- At the moment, the healthcare Internet of Things may seem like a poorly defined amalgamation of medical devices and consumer monitoring technologies that don’t quite fit into existing health IT categories.
But this growing, shifting network of wearables, biometric sensors, smartphone add-ons, and implantable devices will soon become a very important feature in the healthcare landscape, if prognostications about the potential of the IoT hold true.
The Internet of Things brings the possibility of revolutionizing patient engagement while delivering vast new sources of information to big data analytics programs, jumpstarting population health management and reducing the burdens of chronic disease.
Forward-thinking healthcare providers may be able to leverage these technologies for the good of their patients – if they overcome some fundamental health information management and data governance obstacles first.
A new report from Strategy Analytics predicts that providers may be able to save up to a quarter of their business costs with the Internet of Things. But can healthcare organizations really achieve such astronomical results by integrating new technologies into their operational strategies?
"Applications like Office Security/Video Surveillance, Smart Building Controls and Financial and Healthcare Analytics can help businesses cut costs by 25% to 35% depending on individual use cases and help organizations to derive greater business value from their data assets," states Laura DiDio, Strategy Analytics Director of Enterprise Research and Consulting.
The report explains that organizations of all types may be able to use IoT devices to solve basic infrastructure and operational problems, such as controlling thermostats to keep heating and cooling bills down, and enhancing surveillance on staff, patients, and properties with sensors and cameras.
"IoT provides businesses with real-time access to their assets via intelligent sensors and gateways," said Andrew Brown, Strategy Analytics, Executive Director, Enterprise and IoT Research. "Analytics applied to the Big Data derived from these assets will solve real business challenges and will enable corporations to deliver value added services to their customers, something that is supported by our end-user research.”

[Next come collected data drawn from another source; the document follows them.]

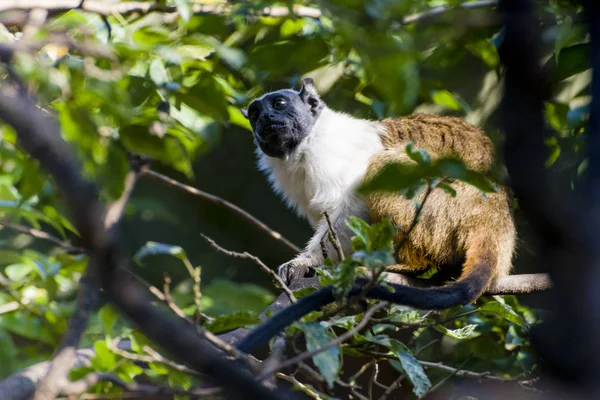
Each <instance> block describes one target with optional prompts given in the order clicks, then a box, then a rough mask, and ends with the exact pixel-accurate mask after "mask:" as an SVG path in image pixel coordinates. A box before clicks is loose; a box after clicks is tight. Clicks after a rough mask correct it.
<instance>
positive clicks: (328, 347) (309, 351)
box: [258, 301, 388, 380]
mask: <svg viewBox="0 0 600 400" xmlns="http://www.w3.org/2000/svg"><path fill="white" fill-rule="evenodd" d="M387 305H388V302H386V301H382V302H381V303H378V304H376V305H375V306H373V307H371V308H370V309H369V310H367V311H366V312H365V315H364V316H363V318H362V319H361V320H360V322H359V323H358V324H356V325H355V326H354V327H353V328H352V329H350V330H348V331H346V332H344V333H343V334H341V335H340V336H338V337H336V338H335V339H333V340H332V341H330V342H329V343H327V344H326V345H324V346H322V347H320V348H318V349H315V350H313V351H306V352H304V353H301V354H298V355H297V356H296V357H293V358H291V359H289V360H287V361H285V362H283V363H281V364H280V365H279V367H278V368H277V369H271V370H269V371H267V372H265V373H263V374H262V375H261V376H260V377H259V378H258V379H259V380H263V379H266V378H268V377H269V376H271V375H272V374H274V373H275V372H277V371H280V370H282V369H284V368H287V367H290V366H292V365H295V364H298V363H299V362H301V361H304V360H306V359H308V358H311V357H313V356H314V355H316V354H319V353H321V352H323V351H325V350H327V349H330V348H332V347H334V346H338V345H340V344H341V343H343V342H345V341H346V340H348V339H350V338H352V337H353V336H354V335H355V334H357V333H358V332H359V331H361V330H362V329H363V328H364V327H365V326H367V324H368V323H369V321H370V320H371V317H372V316H373V314H375V313H376V312H377V311H378V310H380V309H382V308H383V307H386V306H387Z"/></svg>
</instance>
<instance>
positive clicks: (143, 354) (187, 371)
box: [110, 346, 205, 377]
mask: <svg viewBox="0 0 600 400" xmlns="http://www.w3.org/2000/svg"><path fill="white" fill-rule="evenodd" d="M150 350H151V351H152V353H151V354H150ZM110 351H112V352H113V353H115V354H117V355H119V356H121V357H123V358H126V359H128V360H132V361H137V362H142V363H145V364H150V363H157V364H163V365H166V366H168V367H170V368H173V369H174V370H176V371H179V372H183V373H184V374H188V375H192V376H197V377H205V375H202V374H201V373H199V372H198V371H195V370H193V369H191V368H188V367H186V366H185V365H181V364H177V363H176V362H174V361H171V360H169V359H167V358H165V357H163V356H161V355H160V354H159V353H157V352H155V351H154V350H152V349H151V348H149V347H148V346H144V351H146V353H149V354H148V355H145V354H135V353H130V352H128V351H125V350H122V349H119V348H118V347H116V346H111V347H110Z"/></svg>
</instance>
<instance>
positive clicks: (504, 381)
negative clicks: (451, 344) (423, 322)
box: [419, 360, 526, 388]
mask: <svg viewBox="0 0 600 400" xmlns="http://www.w3.org/2000/svg"><path fill="white" fill-rule="evenodd" d="M419 364H421V365H422V366H424V367H428V368H435V369H439V370H442V371H446V372H450V373H451V374H454V376H459V377H464V378H473V379H488V380H493V381H499V382H506V383H516V384H519V383H520V382H519V381H518V380H516V379H514V378H503V377H501V376H496V375H492V374H490V373H489V372H473V371H467V370H464V369H460V368H453V367H450V366H448V365H444V364H442V363H441V362H430V361H421V360H419ZM524 388H526V387H524Z"/></svg>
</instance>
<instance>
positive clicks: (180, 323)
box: [0, 89, 279, 400]
mask: <svg viewBox="0 0 600 400" xmlns="http://www.w3.org/2000/svg"><path fill="white" fill-rule="evenodd" d="M0 118H1V119H3V120H4V121H5V122H6V123H8V124H9V125H11V126H12V127H13V128H14V130H15V131H16V132H17V137H18V140H19V144H20V145H21V146H22V147H23V148H24V149H25V151H27V152H28V153H29V154H30V155H31V156H32V157H34V158H35V159H38V160H39V161H40V164H41V165H42V167H43V168H44V169H46V170H47V171H48V172H49V173H50V174H51V175H52V176H53V177H54V179H55V181H56V184H57V186H58V187H59V189H60V191H61V192H62V193H63V194H64V199H65V201H66V203H67V208H68V210H69V211H70V214H71V217H72V219H73V224H74V225H75V227H76V229H77V230H78V232H79V233H80V235H81V239H82V242H83V245H84V247H85V248H89V249H90V260H89V265H88V271H90V273H89V277H90V283H91V284H92V285H97V284H98V283H101V285H102V287H103V288H104V289H105V291H106V295H107V298H108V299H109V300H110V301H111V302H112V303H114V304H115V305H116V306H117V308H119V309H120V310H121V311H122V312H123V313H124V314H125V315H126V316H127V317H128V318H129V319H130V320H131V321H132V322H133V323H134V324H135V325H137V326H138V328H139V329H140V331H141V332H143V333H144V334H145V335H146V336H147V337H148V338H149V339H150V340H152V341H154V342H155V343H156V344H157V345H158V346H160V347H162V348H164V349H165V350H166V352H167V353H170V354H171V356H173V358H174V359H175V360H178V361H179V362H181V363H184V364H189V365H190V366H191V367H192V368H194V369H196V370H198V371H199V372H201V373H205V374H206V375H209V376H211V377H213V378H214V379H216V381H217V382H219V383H220V384H226V389H225V390H226V393H227V394H229V395H232V394H237V395H240V394H241V395H244V396H251V397H256V398H264V399H273V400H274V399H278V398H279V396H278V395H276V393H275V392H272V391H270V390H268V389H267V388H265V387H264V386H262V385H260V384H258V383H257V382H255V380H254V379H253V377H252V375H250V374H249V373H248V371H246V370H245V369H243V368H242V367H241V366H240V365H239V364H236V363H235V362H233V361H230V360H227V359H226V358H225V357H223V355H222V353H221V352H220V351H219V350H217V349H216V348H214V347H213V345H211V344H210V343H209V342H207V341H206V340H205V339H203V338H201V337H200V336H198V334H197V331H196V329H195V328H194V327H193V326H190V325H189V324H187V323H186V322H185V321H181V320H179V319H174V318H172V317H170V316H169V315H167V314H164V313H163V312H162V311H160V310H158V309H156V308H155V307H153V306H152V304H151V303H150V301H149V298H148V293H147V291H146V290H145V289H144V288H143V287H140V286H139V285H138V284H136V282H133V281H132V280H131V279H126V276H125V275H124V272H123V270H122V268H124V267H125V263H124V260H123V259H122V258H121V256H120V254H119V250H120V249H119V246H118V244H117V242H116V240H115V237H114V236H113V235H111V234H110V233H109V232H108V231H107V230H106V229H105V227H104V224H103V221H102V219H101V213H100V209H99V206H98V203H97V198H96V188H95V186H94V185H93V184H91V183H89V182H88V181H86V180H85V179H84V178H83V177H82V175H81V173H80V167H79V165H78V163H77V162H76V160H75V158H74V157H73V156H72V154H71V153H70V151H69V148H68V146H67V144H66V142H65V141H64V140H63V139H62V137H61V135H60V129H59V126H58V124H57V123H56V121H55V120H54V119H50V118H49V117H47V116H46V115H45V114H44V113H42V112H41V111H40V110H39V109H38V108H37V107H36V105H35V103H34V102H33V101H32V100H31V99H30V98H28V97H24V96H19V95H16V91H14V90H12V91H11V90H9V89H5V90H3V91H2V92H0ZM83 289H84V288H82V290H83ZM173 332H177V333H178V334H177V335H176V336H174V335H173ZM65 343H69V342H68V341H65ZM70 354H71V355H72V356H74V355H75V349H72V350H70Z"/></svg>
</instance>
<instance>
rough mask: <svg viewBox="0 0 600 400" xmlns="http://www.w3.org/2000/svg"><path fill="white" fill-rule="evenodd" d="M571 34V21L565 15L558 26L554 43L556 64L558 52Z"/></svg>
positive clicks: (568, 16) (571, 18)
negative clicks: (563, 17) (562, 19)
mask: <svg viewBox="0 0 600 400" xmlns="http://www.w3.org/2000/svg"><path fill="white" fill-rule="evenodd" d="M572 32H573V19H572V18H571V16H569V15H567V16H566V17H565V18H564V19H563V21H562V23H561V24H560V25H558V31H557V33H556V40H555V42H554V57H555V60H556V62H557V63H558V60H559V56H560V52H561V50H562V49H563V47H565V46H566V45H567V43H568V42H569V39H570V38H571V34H572Z"/></svg>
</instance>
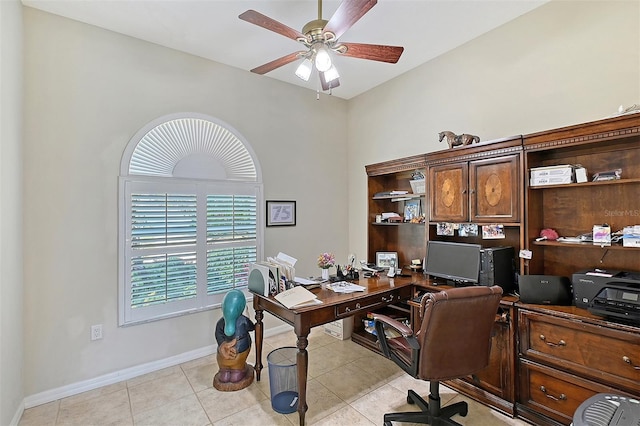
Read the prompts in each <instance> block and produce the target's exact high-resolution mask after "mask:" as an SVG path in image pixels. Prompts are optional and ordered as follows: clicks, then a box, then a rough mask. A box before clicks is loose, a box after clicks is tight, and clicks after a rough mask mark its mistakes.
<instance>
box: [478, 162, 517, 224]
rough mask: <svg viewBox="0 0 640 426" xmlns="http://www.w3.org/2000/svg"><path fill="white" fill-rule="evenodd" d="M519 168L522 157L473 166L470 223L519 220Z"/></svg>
mask: <svg viewBox="0 0 640 426" xmlns="http://www.w3.org/2000/svg"><path fill="white" fill-rule="evenodd" d="M519 167H520V162H519V156H518V155H508V156H505V157H500V158H492V159H487V160H477V161H472V162H470V163H469V187H470V191H469V192H470V194H469V200H470V204H471V207H470V210H471V216H470V217H471V218H470V221H472V222H495V221H501V222H517V221H518V220H519V216H520V215H519V211H520V203H519V201H518V200H519V193H520V192H519V191H520V184H519V182H520V181H519V178H518V177H519V175H520V173H519V170H520V169H519Z"/></svg>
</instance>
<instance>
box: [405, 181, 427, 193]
mask: <svg viewBox="0 0 640 426" xmlns="http://www.w3.org/2000/svg"><path fill="white" fill-rule="evenodd" d="M409 183H410V184H411V192H413V193H414V194H424V192H425V190H426V184H425V180H424V179H413V180H410V181H409Z"/></svg>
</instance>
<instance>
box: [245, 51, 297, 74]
mask: <svg viewBox="0 0 640 426" xmlns="http://www.w3.org/2000/svg"><path fill="white" fill-rule="evenodd" d="M305 53H307V52H294V53H289V54H288V55H286V56H283V57H282V58H278V59H276V60H273V61H271V62H267V63H266V64H264V65H260V66H259V67H256V68H254V69H252V70H251V72H253V73H256V74H266V73H268V72H269V71H273V70H275V69H276V68H280V67H281V66H283V65H287V64H289V63H291V62H293V61H295V60H296V59H298V58H300V57H301V55H304V54H305Z"/></svg>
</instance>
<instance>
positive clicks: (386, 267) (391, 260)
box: [376, 251, 398, 269]
mask: <svg viewBox="0 0 640 426" xmlns="http://www.w3.org/2000/svg"><path fill="white" fill-rule="evenodd" d="M376 266H377V267H378V268H384V269H388V268H390V267H391V266H393V267H397V266H398V253H397V252H395V251H378V252H376Z"/></svg>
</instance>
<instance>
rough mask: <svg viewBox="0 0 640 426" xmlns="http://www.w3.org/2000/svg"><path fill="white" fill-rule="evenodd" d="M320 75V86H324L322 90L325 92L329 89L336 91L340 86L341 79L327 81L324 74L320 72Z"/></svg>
mask: <svg viewBox="0 0 640 426" xmlns="http://www.w3.org/2000/svg"><path fill="white" fill-rule="evenodd" d="M318 74H319V75H320V85H321V86H322V90H324V91H325V92H326V91H327V90H329V89H335V88H336V87H338V86H340V79H338V78H334V79H333V80H331V81H327V80H326V79H325V78H324V73H323V72H320V73H318Z"/></svg>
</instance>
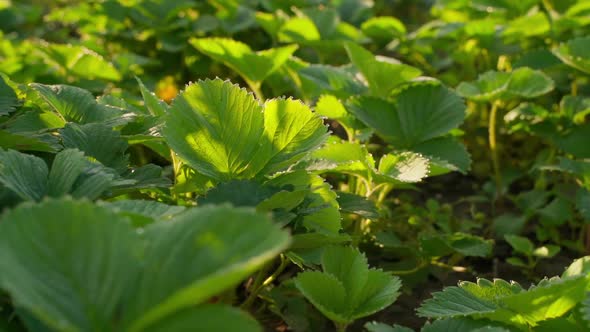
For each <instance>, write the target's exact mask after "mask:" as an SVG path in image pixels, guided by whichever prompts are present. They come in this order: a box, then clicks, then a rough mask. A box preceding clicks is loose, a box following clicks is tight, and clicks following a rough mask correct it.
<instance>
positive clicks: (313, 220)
mask: <svg viewBox="0 0 590 332" xmlns="http://www.w3.org/2000/svg"><path fill="white" fill-rule="evenodd" d="M266 184H267V185H269V186H273V187H277V188H283V187H289V188H293V191H294V192H298V191H309V193H308V194H307V196H306V197H305V200H304V203H303V206H302V207H301V208H300V209H298V214H299V215H300V216H302V220H301V223H302V225H303V226H304V227H305V228H307V229H308V230H313V231H316V232H319V233H323V234H324V235H328V236H334V235H336V234H338V232H339V230H340V228H341V226H340V219H341V216H340V211H339V206H338V201H337V195H336V192H334V191H333V190H332V188H331V187H330V185H329V184H328V183H326V182H325V181H324V179H322V177H320V176H319V175H316V174H310V173H309V172H307V171H305V170H298V171H295V172H290V173H283V174H280V175H278V176H276V177H275V178H273V179H271V180H269V181H268V182H267V183H266Z"/></svg>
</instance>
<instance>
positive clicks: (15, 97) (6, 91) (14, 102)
mask: <svg viewBox="0 0 590 332" xmlns="http://www.w3.org/2000/svg"><path fill="white" fill-rule="evenodd" d="M17 106H18V98H17V97H16V93H14V90H13V89H12V88H11V87H10V86H9V85H8V84H6V82H5V81H4V78H3V77H2V76H0V116H3V115H8V114H10V113H12V112H14V111H15V110H16V107H17Z"/></svg>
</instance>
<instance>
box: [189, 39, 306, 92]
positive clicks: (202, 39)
mask: <svg viewBox="0 0 590 332" xmlns="http://www.w3.org/2000/svg"><path fill="white" fill-rule="evenodd" d="M189 42H190V43H191V44H192V45H193V46H194V47H195V48H197V49H198V50H199V51H200V52H202V53H204V54H206V55H208V56H210V57H211V58H213V59H214V60H216V61H219V62H222V63H224V64H225V65H226V66H228V67H230V68H231V69H233V70H235V71H236V72H238V73H239V74H240V76H242V77H243V78H244V79H246V80H248V81H250V82H262V81H263V80H264V79H265V78H266V77H267V76H268V75H270V74H271V73H272V72H274V71H275V70H277V69H279V67H281V66H282V65H283V64H284V63H285V61H287V59H289V57H290V56H291V54H293V52H295V50H297V45H289V46H283V47H278V48H272V49H268V50H264V51H258V52H254V51H252V49H250V46H248V45H247V44H244V43H242V42H239V41H235V40H232V39H226V38H201V39H197V38H193V39H191V40H190V41H189Z"/></svg>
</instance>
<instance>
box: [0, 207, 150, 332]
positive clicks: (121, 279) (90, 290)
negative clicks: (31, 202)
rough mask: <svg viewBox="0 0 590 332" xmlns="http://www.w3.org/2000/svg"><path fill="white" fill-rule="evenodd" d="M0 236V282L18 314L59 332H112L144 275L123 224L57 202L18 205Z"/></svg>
mask: <svg viewBox="0 0 590 332" xmlns="http://www.w3.org/2000/svg"><path fill="white" fill-rule="evenodd" d="M0 229H1V232H0V239H1V241H0V248H1V253H0V271H1V277H0V283H1V285H2V288H3V289H4V290H5V291H7V292H9V293H10V294H11V296H12V298H13V299H14V301H15V302H16V303H18V305H19V306H20V307H23V308H25V309H27V310H28V311H29V312H30V313H31V314H32V315H33V316H35V318H37V319H39V320H40V321H41V322H42V323H43V324H44V325H46V326H48V327H51V328H52V329H54V330H58V331H68V330H69V331H76V330H77V331H84V330H85V331H92V330H102V331H106V330H111V325H110V324H111V320H112V319H113V317H114V315H115V314H116V312H117V311H118V309H119V308H120V303H121V302H120V301H121V299H122V298H123V297H125V296H126V295H127V294H128V293H127V291H128V287H129V286H130V285H131V284H132V283H133V282H134V281H135V279H136V277H137V273H138V271H139V261H138V260H137V257H136V253H137V252H138V251H139V250H140V249H141V241H140V239H139V237H138V236H137V235H136V233H135V231H134V230H133V229H132V228H131V226H130V225H129V224H128V223H127V222H126V221H125V219H123V218H122V217H120V216H118V215H116V214H114V213H113V212H111V211H109V210H108V209H106V208H99V207H96V206H94V205H93V204H92V203H90V202H76V201H71V200H59V201H58V200H51V201H45V202H43V203H41V204H38V205H30V204H26V205H21V206H19V207H18V208H17V209H15V210H13V211H11V212H9V213H8V214H6V215H4V216H3V218H2V222H0ZM41 248H42V249H41ZM25 261H26V262H27V264H21V263H19V262H25ZM80 285H84V287H80Z"/></svg>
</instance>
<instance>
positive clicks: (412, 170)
mask: <svg viewBox="0 0 590 332" xmlns="http://www.w3.org/2000/svg"><path fill="white" fill-rule="evenodd" d="M428 172H429V162H428V160H427V159H426V158H424V157H423V156H421V155H420V154H418V153H413V152H402V153H399V154H386V155H384V156H383V157H381V160H380V161H379V174H380V175H381V176H379V175H377V180H378V181H383V182H392V180H393V182H397V181H399V182H420V181H421V180H422V179H424V178H425V177H427V176H428Z"/></svg>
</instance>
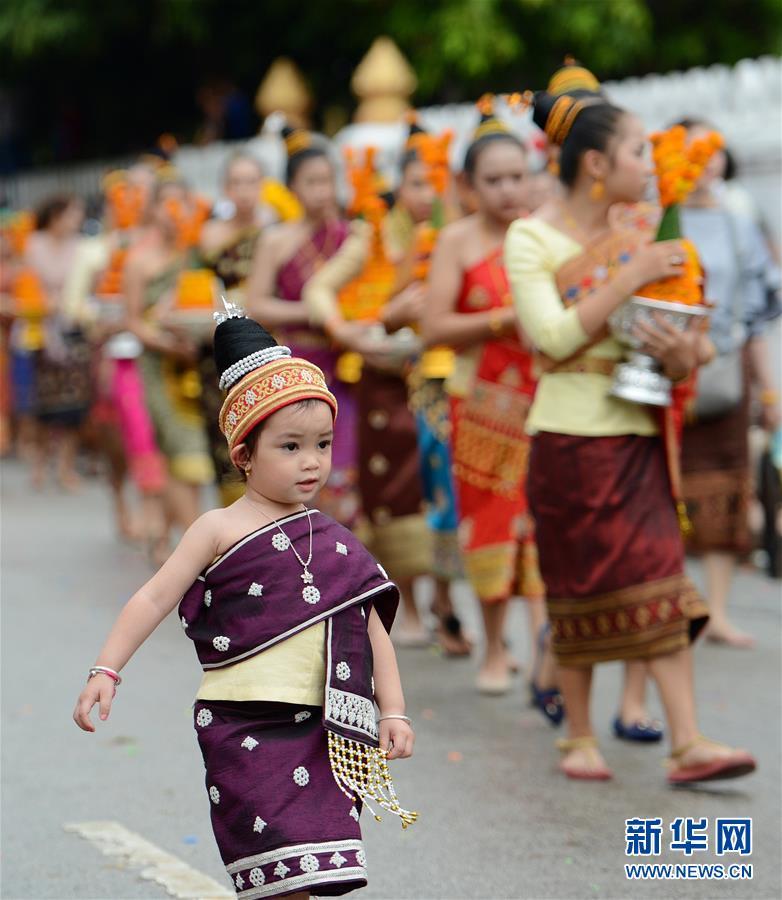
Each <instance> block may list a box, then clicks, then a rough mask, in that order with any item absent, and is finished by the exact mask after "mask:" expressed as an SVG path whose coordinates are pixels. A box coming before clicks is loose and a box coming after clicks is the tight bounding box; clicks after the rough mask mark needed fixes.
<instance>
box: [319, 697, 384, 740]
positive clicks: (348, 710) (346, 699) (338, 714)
mask: <svg viewBox="0 0 782 900" xmlns="http://www.w3.org/2000/svg"><path fill="white" fill-rule="evenodd" d="M326 716H327V718H329V719H333V720H334V721H335V722H342V723H343V724H344V725H352V726H354V727H356V728H359V729H360V730H361V731H364V732H366V734H369V735H371V736H372V737H374V738H376V737H377V722H376V720H375V707H374V704H373V703H372V701H371V700H368V699H367V698H366V697H361V696H359V695H358V694H351V693H350V692H349V691H341V690H339V688H332V687H330V688H329V690H328V696H327V697H326Z"/></svg>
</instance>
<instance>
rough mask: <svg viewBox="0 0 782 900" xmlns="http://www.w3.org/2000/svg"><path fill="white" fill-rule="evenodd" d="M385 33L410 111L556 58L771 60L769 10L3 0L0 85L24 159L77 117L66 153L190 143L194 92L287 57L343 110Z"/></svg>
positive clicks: (477, 93)
mask: <svg viewBox="0 0 782 900" xmlns="http://www.w3.org/2000/svg"><path fill="white" fill-rule="evenodd" d="M379 34H388V35H389V36H391V37H392V38H393V39H394V40H395V41H396V42H397V43H398V45H399V46H400V48H401V50H402V52H403V53H404V54H405V55H406V56H407V57H408V59H409V60H410V62H411V63H412V65H413V67H414V68H415V70H416V72H417V74H418V78H419V89H418V92H417V95H416V98H415V100H416V102H417V103H419V104H426V103H436V102H445V101H455V100H468V99H474V98H476V97H477V96H478V95H479V94H480V93H482V92H483V91H485V90H500V89H501V90H515V89H524V88H528V87H530V88H537V87H540V86H542V85H543V84H545V81H546V79H547V77H548V75H549V74H550V72H551V71H553V69H554V68H555V67H556V66H557V65H558V64H559V63H560V62H561V60H562V58H563V56H564V54H565V53H571V54H573V55H575V56H576V57H578V58H579V59H580V60H581V61H582V62H584V64H585V65H588V66H589V67H590V68H591V69H593V70H594V71H595V72H596V74H598V75H599V77H601V78H603V79H606V78H618V77H623V76H628V75H643V74H646V73H648V72H653V71H655V72H665V71H669V70H671V69H684V68H688V67H690V66H696V65H708V64H711V63H716V62H721V63H728V64H729V63H733V62H736V61H737V60H739V59H741V58H743V57H746V56H759V55H762V54H768V53H774V54H777V53H779V52H780V49H781V48H780V44H781V43H782V2H780V0H298V2H296V0H3V2H2V3H0V79H2V83H3V85H4V86H5V88H6V93H8V91H9V89H10V96H11V97H13V98H14V100H15V102H16V104H17V106H18V107H19V108H20V109H21V110H22V119H23V127H24V133H25V138H26V141H27V144H28V145H29V147H30V148H31V151H30V157H31V158H30V162H38V163H40V162H45V161H47V159H48V158H51V157H52V156H53V155H54V154H55V153H56V152H57V151H56V149H53V139H52V134H51V129H52V121H53V119H54V118H56V116H55V112H56V111H61V110H62V109H63V108H71V109H73V108H78V109H79V114H80V118H81V119H82V120H83V123H84V125H83V136H82V137H83V139H82V146H81V147H80V150H79V153H80V155H82V156H90V155H94V154H99V153H116V152H119V151H126V150H133V149H137V148H140V147H143V146H145V145H147V144H149V143H150V142H151V141H152V140H153V139H154V137H155V136H156V135H157V134H159V133H160V132H161V131H164V130H167V131H173V132H175V133H176V134H177V135H178V136H179V137H181V138H183V139H188V138H189V137H190V136H191V135H192V133H193V131H194V129H195V128H196V126H197V124H198V121H199V113H198V109H197V107H196V104H195V99H194V94H195V90H196V88H197V87H198V85H199V84H202V83H203V82H204V81H206V80H207V79H208V78H210V77H212V76H217V75H226V76H228V77H230V78H231V79H232V80H233V81H234V82H236V84H238V85H239V86H240V87H242V88H243V89H244V90H245V91H246V92H247V93H248V94H249V95H250V96H251V97H252V96H254V93H255V89H256V88H257V85H258V83H259V81H260V79H261V78H262V76H263V74H264V72H265V71H266V69H267V67H268V66H269V64H270V63H271V61H272V60H273V59H274V58H275V57H277V56H280V55H287V56H291V57H292V58H293V59H295V60H296V62H297V63H298V65H299V66H300V67H301V69H302V70H303V72H304V74H305V76H306V77H307V78H308V80H309V82H310V84H311V86H312V90H313V93H314V95H315V97H316V99H317V104H318V106H319V107H320V108H321V109H323V108H325V107H328V106H332V107H333V106H338V107H339V106H341V107H343V108H345V109H347V110H349V109H350V108H352V105H353V98H352V97H351V96H350V91H349V80H350V75H351V74H352V72H353V69H354V68H355V66H356V64H357V63H358V61H359V60H360V59H361V57H362V55H363V54H364V53H365V52H366V50H367V48H368V47H369V45H370V43H371V42H372V40H373V38H374V37H376V36H377V35H379Z"/></svg>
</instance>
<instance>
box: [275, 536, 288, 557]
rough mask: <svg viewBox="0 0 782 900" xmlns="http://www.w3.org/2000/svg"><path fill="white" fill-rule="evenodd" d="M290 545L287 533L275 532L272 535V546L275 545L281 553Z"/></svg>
mask: <svg viewBox="0 0 782 900" xmlns="http://www.w3.org/2000/svg"><path fill="white" fill-rule="evenodd" d="M290 545H291V541H290V538H289V537H288V535H287V534H275V535H274V536H273V537H272V547H274V549H275V550H279V551H280V553H282V552H283V550H287V549H288V547H290Z"/></svg>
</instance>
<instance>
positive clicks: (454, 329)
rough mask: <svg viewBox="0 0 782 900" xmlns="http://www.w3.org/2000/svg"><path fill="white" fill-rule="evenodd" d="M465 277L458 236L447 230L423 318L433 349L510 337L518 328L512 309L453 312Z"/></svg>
mask: <svg viewBox="0 0 782 900" xmlns="http://www.w3.org/2000/svg"><path fill="white" fill-rule="evenodd" d="M462 273H463V268H462V264H461V261H460V258H459V236H458V233H454V232H453V231H451V230H449V229H448V228H447V227H446V228H444V229H443V231H442V233H441V234H440V237H439V239H438V241H437V246H436V247H435V249H434V253H433V254H432V262H431V266H430V269H429V281H428V294H427V301H426V305H425V306H424V311H423V315H422V316H421V334H422V336H423V339H424V342H425V343H426V344H427V345H428V346H430V347H432V346H435V345H436V344H447V345H448V346H449V347H453V348H454V349H455V350H458V349H459V348H462V347H470V346H472V345H474V344H479V343H481V342H482V341H488V340H491V339H492V338H497V337H500V336H501V335H503V334H511V333H512V332H513V331H514V329H515V327H516V316H515V313H514V311H513V309H512V307H508V308H507V309H492V310H489V311H488V312H476V313H470V314H469V315H465V314H463V313H458V312H454V307H455V306H456V299H457V297H458V296H459V291H460V289H461V285H462Z"/></svg>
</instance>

These strategies alone may slash costs by a quarter, Brown and DiDio say, but the opportunities for healthcare organizations could be significantly broader than that.
Patient monitoring and engagement are often cited as top applications for the IoT. With wearable devices becoming increasingly popular among fitness-conscious patients and projects like Apple ResearchKit bridging the gap between patient-generated health data and hard science, the biometric sensor market is becoming ripe for explosive growth.
Companies like Google hope to use this type of big data to reduce the burdens of chronic disease management, while the NIH and FDA are exploring the possibility of leveraging emerging IoT technologies in their pursuit of precision medicine.
But the patient-facing IoT may only hold half of the possibilities for healthcare organizations. Cardinal Health sees so much potential in the healthcare Internet of Things for operational management that it is opening a brand new Healthcare Supply Chain Innovation Lab, focused on bolstering organizational connectivity and monitoring across the supply chain.
“In a rapidly growing network of smart devices communicating with each other, IoT has gained significant traction in health care, and while much of healthcare’s IoT focus has centered on patient monitoring applications, we believe the medical devices and implantables are ripe for an IoT approach,” said Jean-Claude Saghbini, vice president and general manager for Cardinal Health Inventory Management Solutions.
“Building on existing automated cloud-based supply chain solutions, our vision is to create a level of efficiency and connectivity that will transform the healthcare supply chain from a source of savings into a strategic asset that can significantly reduce the total cost of care.”
Meanwhile, Qualcomm, one of the largest chipmakers in the world, has acquired Capsule Technologie, a medical device integration service provider serving close to US 2000 hospitals. Qualcomm hopes that the move will help broaden the possibilities for the IoT in healthcare, bringing together EHR data, medical devices, monitoring technologies, and asset management tools into a more seamless ecosystem.
“The acquisition of Capsule expands the breadth of our healthcare platform, enabling us to provide connectivity solutions for the entire care continuum and create one of the world’s largest connected health ecosystems,” said Derek Aberle, President of Qualcomm Incorporated. “This will be an important step in advancing the Internet of Medical Things.”
“As health care continues to move into the home and ambulatory settings and outside of traditional care areas such as the hospital, the convergence of medical device data from wherever the patient is located is critically important,” added Gene Cattarina, CEO of Capsule.
For healthcare providers, the majority of whom are still struggling to develop strategies for basic clinical big data analytics, the financial benefits of IoT technologies may still be far in the future. Organizations are still searching for foundational EHR and population health management technologies that allow for productive workflows and care coordination, but they may soon be turning to IoT tools to supplement their search for meaningful health IT infrastructure.
If healthcare providers can devise meaningful ways to bring added value to the patient-provider relationship or the patient experience with wearables, implantables, or other IoT tools, the benefits may accrue more quickly. However, with the Internet of Things ecosystem still in its infancy, the healthcare industry will need to wait and see if IoT devices can become a significant cost-cutting asset.